BREAK. Tout Toulousain ayant pris le train les a sûrement croisés une fois. Presque tous les soirs, des danseurs de hip-hop transforment les couloirs de la gare en piste de danse. Ne trouvent-ils pas de salle ? Espèrent-ils être repérés ? Le JT a enfilé ses sneakers pour mener l’enquête.
®franckalixUn vendredi soir, à la gare Matabiau. Entre deux annonces SNCF et le ronronnement des roulettes de valises, des notes de musique s’échappent du hall de la gare situé près de la sortie de la ligne A du métro. Un poste de musique balance un morceau de James Brown au groove communicatif. Postés sous les écrans d’affichage des départs et des arrivées, une dizaine de danseurs de hip-hop, ou “b-boys”, discutent avant de s’élancer sur le sol pour faire valser leurs jambes en l’air. Des voyageurs s’arrêtent, étonnés pour observer la scène.
Alors que les salles de danse dédiées au hip-hop se multiplient à Toulouse, comment expliquer que des danseurs investissent ce lieu public ? «La gare c’est à la fois un endroit bien desservi, chauffé et avec de grandes baies vitrées pour voir ses mouvements. Dans toutes les villes, c’est un lieu qu’ils apprécient», explique Julien Duron, membre du Mouvement associatif pour les cultures urbaines (Mapcu) à Toulouse et bon connaisseur du milieu pour avoir été lui-même b-boy de 1987 à 1999. «Le sol est aussi plus approprié que dans la rue ou dans les salles de danse où le parquet brûle énormément.»
Au-delà de ces aspects pratiques, l’explication est aussi à chercher dans l’identité culturelle du mouvement. À la gare Matabiau, on pratique la danse hip-hop comme à ses origines, dans le milieu des années 1970. D’abord dans les pas puisqu’on n’y voit que du break dance, à base d’acrobaties et de figures au sol. Ensuite dans la forme. «Ce qui se passe ici s’appelle “un cercle”, c’est-à-dire un moment dédié à l’entrainement», explique Adrien, 30 ans, danseur à la gare depuis 10 ans et qui ne pratique la discipline quasiment que lors de ces rendez-vous. «Tout le monde peut venir, il suffit de dire bonjour et de se faire accepter.
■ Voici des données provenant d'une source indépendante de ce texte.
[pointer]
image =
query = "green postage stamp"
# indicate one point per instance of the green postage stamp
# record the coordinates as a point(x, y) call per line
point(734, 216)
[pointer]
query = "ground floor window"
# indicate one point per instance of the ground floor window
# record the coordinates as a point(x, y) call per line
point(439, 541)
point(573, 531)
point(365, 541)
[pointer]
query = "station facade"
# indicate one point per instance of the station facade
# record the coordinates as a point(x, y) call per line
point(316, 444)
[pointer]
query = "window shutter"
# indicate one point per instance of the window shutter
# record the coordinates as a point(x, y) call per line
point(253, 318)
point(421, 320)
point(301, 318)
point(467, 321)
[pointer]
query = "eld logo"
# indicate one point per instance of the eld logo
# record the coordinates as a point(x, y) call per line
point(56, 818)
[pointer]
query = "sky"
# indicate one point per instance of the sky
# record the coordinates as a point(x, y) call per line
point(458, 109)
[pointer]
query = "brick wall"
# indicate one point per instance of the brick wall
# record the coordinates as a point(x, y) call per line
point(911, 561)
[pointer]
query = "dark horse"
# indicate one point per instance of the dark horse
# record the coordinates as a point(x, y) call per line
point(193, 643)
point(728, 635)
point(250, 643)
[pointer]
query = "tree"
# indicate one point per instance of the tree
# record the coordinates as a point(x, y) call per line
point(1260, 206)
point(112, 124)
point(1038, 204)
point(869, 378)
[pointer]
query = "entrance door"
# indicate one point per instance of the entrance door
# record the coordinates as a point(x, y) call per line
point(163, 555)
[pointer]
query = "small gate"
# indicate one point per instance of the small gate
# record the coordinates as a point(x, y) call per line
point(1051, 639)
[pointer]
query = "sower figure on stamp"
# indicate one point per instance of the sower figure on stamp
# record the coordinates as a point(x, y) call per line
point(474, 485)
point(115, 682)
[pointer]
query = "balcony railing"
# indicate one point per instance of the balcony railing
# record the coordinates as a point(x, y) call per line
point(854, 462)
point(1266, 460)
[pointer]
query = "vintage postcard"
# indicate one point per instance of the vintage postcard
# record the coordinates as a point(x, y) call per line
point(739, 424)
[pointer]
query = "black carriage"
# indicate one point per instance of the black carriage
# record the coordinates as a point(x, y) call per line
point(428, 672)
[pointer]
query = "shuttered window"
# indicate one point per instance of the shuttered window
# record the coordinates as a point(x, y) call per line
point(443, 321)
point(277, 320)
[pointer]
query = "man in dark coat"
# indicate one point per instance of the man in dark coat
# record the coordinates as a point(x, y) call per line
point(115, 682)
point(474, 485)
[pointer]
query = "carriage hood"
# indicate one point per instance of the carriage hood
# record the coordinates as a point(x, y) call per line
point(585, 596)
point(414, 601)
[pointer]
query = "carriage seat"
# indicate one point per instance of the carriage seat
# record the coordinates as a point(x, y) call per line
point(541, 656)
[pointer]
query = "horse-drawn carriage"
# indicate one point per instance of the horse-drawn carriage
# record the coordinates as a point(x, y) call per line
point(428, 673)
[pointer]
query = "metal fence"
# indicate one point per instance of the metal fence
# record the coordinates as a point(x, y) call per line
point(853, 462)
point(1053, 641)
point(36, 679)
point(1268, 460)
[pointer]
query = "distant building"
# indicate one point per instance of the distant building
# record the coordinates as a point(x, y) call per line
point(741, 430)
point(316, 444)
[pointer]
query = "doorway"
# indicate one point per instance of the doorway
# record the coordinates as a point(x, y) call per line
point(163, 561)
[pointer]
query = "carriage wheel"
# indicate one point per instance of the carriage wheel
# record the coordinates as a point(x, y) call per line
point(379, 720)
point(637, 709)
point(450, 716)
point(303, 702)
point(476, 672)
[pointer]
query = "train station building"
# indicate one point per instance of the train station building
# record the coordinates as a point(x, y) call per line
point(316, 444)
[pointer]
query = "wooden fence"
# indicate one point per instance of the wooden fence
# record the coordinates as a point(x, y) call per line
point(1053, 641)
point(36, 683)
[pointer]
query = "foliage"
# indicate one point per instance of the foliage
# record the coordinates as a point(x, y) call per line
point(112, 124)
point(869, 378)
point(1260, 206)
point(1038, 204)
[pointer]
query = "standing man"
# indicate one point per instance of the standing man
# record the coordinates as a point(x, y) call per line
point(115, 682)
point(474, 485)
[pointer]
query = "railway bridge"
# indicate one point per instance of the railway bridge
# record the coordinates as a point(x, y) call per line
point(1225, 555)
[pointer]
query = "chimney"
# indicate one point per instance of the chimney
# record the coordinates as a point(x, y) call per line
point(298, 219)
La devise du hip-hop c’est “Peace, love, unity and having fun”, on ne juge pas. On teste, on échange, c’est une danse de partage», poursuit-il. «Théoriquement, il ne faudrait pas d’écoles mais des espaces dédiés, comme des friches avec du béton ciré par exemple », ajoute Julien Duron.
«Il arrive que la police ferroviaire, elle, nous vire parce qu’elle considère que la musique est trop forte», glisse Adrien qui croit aussi voir dans le réaménagement du hall et la disparition des prises électriques une volonté de les faire fuir. «Les guichets ont été déplacés là où l’on a l’habitude de danser. Ils ont aussi installé ce lino rouge, mais au final, le sol est mieux qu’avant», s’amuse-t-il prêt à revenir le lendemain.